Les huit tentatives de destitution

14 octobre 2014: la révélation de la présence de Theo Francken à l’anniversaire de Bob Maes, ex-collaborateur du Vlaams Nationaal Verbond (VNV), entraîne des appels instantanés à sa démission venus du PS, du sp.a (Vooruit), du PTB et du FDF (DéFI); malgré le tapage médiatique, aucune motion n’est déposée et l’affaire se tasse en quelques jours.

15 octobre 2014: la fuite de courriels où Francken tient des propos jugés homophobes et dénigre l’Etat belge rallume la fronde; Catherine Fonck (cdH) annonce une motion de défiance, rejointe par Ecolo et DéFI, mais le texte n’aboutit jamais au vote.

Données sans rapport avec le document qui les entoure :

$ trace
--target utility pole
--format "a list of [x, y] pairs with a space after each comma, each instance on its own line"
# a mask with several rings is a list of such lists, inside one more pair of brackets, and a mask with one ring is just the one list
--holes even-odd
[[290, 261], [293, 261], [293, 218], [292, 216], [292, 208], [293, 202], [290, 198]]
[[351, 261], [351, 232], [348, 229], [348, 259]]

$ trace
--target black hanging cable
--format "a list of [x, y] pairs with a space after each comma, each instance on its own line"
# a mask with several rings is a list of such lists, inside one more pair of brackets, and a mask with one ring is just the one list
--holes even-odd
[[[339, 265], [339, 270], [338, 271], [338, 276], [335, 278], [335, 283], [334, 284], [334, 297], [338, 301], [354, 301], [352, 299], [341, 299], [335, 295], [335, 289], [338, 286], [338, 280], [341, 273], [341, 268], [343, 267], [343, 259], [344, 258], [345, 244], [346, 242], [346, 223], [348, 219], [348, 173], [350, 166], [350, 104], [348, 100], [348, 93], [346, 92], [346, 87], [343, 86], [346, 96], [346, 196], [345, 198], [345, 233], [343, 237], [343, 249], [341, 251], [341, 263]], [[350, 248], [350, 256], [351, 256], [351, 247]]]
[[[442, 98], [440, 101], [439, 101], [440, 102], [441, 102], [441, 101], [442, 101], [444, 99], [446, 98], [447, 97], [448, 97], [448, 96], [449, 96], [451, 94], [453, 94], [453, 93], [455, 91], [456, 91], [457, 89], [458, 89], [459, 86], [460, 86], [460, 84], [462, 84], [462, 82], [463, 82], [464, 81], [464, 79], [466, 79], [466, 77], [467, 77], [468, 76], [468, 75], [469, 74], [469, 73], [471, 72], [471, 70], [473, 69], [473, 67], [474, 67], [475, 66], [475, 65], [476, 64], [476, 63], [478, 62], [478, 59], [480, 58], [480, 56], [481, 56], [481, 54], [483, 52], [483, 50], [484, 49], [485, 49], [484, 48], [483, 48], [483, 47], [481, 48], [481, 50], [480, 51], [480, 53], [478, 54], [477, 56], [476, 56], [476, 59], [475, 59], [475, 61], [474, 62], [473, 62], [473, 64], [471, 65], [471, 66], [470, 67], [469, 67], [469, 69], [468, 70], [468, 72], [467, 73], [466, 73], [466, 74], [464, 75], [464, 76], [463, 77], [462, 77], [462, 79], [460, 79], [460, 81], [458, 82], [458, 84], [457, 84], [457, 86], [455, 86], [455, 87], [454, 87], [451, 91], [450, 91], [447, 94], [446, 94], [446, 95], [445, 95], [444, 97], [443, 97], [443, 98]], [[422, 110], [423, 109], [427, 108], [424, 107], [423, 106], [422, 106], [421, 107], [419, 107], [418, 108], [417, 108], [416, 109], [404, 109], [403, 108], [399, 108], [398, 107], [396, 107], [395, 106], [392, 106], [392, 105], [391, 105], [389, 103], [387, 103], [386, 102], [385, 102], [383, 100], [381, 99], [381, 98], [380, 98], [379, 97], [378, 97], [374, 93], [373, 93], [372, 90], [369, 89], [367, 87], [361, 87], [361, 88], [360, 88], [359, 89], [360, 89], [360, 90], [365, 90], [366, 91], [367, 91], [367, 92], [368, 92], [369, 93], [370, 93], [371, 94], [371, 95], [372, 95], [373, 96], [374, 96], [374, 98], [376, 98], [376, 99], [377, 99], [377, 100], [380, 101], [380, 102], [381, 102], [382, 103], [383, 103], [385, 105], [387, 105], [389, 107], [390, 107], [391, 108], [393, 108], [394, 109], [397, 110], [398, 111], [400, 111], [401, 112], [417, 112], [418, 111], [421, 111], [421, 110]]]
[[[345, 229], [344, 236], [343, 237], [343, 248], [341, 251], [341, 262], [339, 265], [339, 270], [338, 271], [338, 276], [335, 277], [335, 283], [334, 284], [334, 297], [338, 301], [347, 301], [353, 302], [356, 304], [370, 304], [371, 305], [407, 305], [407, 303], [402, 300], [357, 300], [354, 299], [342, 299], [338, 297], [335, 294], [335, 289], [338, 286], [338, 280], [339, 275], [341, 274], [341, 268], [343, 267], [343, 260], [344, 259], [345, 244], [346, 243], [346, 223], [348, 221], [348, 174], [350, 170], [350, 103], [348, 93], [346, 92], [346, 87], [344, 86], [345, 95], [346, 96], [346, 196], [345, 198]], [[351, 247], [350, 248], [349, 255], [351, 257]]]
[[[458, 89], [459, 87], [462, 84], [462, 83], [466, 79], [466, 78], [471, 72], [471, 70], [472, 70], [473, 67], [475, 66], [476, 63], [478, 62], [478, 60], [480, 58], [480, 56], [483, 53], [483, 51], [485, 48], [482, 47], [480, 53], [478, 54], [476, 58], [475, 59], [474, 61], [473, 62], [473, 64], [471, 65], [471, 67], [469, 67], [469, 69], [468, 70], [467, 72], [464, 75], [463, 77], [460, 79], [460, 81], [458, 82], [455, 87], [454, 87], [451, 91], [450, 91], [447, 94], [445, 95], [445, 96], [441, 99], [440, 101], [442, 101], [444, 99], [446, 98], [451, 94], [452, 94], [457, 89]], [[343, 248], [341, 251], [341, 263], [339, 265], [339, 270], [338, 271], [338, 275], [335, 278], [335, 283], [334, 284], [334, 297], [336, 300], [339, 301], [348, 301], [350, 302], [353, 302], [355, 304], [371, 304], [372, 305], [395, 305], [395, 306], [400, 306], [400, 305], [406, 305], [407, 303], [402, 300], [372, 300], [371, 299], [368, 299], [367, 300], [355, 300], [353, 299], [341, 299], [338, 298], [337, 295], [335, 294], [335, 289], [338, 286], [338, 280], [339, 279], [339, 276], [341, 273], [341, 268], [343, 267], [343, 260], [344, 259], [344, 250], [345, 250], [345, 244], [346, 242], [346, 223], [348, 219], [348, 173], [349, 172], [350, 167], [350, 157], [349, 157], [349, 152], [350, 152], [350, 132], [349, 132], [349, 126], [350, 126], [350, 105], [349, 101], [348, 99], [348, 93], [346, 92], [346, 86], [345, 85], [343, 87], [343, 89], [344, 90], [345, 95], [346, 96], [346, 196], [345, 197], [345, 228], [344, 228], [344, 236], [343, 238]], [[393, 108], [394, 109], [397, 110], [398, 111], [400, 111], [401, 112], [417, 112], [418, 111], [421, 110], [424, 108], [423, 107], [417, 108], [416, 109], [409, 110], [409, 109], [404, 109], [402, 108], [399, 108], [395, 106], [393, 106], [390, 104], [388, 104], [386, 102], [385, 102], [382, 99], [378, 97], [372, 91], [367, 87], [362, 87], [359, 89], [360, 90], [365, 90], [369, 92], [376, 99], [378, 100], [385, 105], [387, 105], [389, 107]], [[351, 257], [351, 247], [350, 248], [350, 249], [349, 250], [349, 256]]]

21 septembre 2017: l’invitation d’une délégation soudanaise chargée d’identifier des migrants déclenche une salve d’appels à la démission réclamée par Groen/Ecolo, le PS, le cdH et DéFI; les critiques restent verbales, sans procédure formelle.

22 décembre 2017: après les témoignages de migrants soudanais torturés à leur retour, les mêmes partis déposent une motion de méfiance individuelle, la seule du parcours de Francken; elle est rejetée faute de majorité absolue, et le secrétaire d’Etat conserve son siège.

18 mai 2018: la mort de la fillette Mawda lors d’une course-poursuite policière pousse le PTB et Ecolo à exiger la démission du secrétaire d’Etat, mais l’émotion ne débouche pas sur une motion et s’éteint lors de l’enquête judiciaire.

5 juin 2018: en suggérant de contourner l’article 3 de la CEDH pour pratiquer des «push-backs», Francken suscite de nouveaux appels au départ émanant du PS, de DéFI et d’Ecolo, restés sans suite parlementaire.

15 avril 2025: devenu ministre de la Défense, il relaye une image IA le présentant avec un manuel fictif intitulé «La Fin de la Belgique pour les nuls»; le PS et Ecolo demandent son exclusion du gouvernement, mais ni motion ni interpellation n’aboutissent.

21 juillet 2025: son refus public de dire «Vive la Belgique» lors de la fête nationale entraîne une pétition et de nouveaux appels à la démission par Ludivine Dedonder (PS).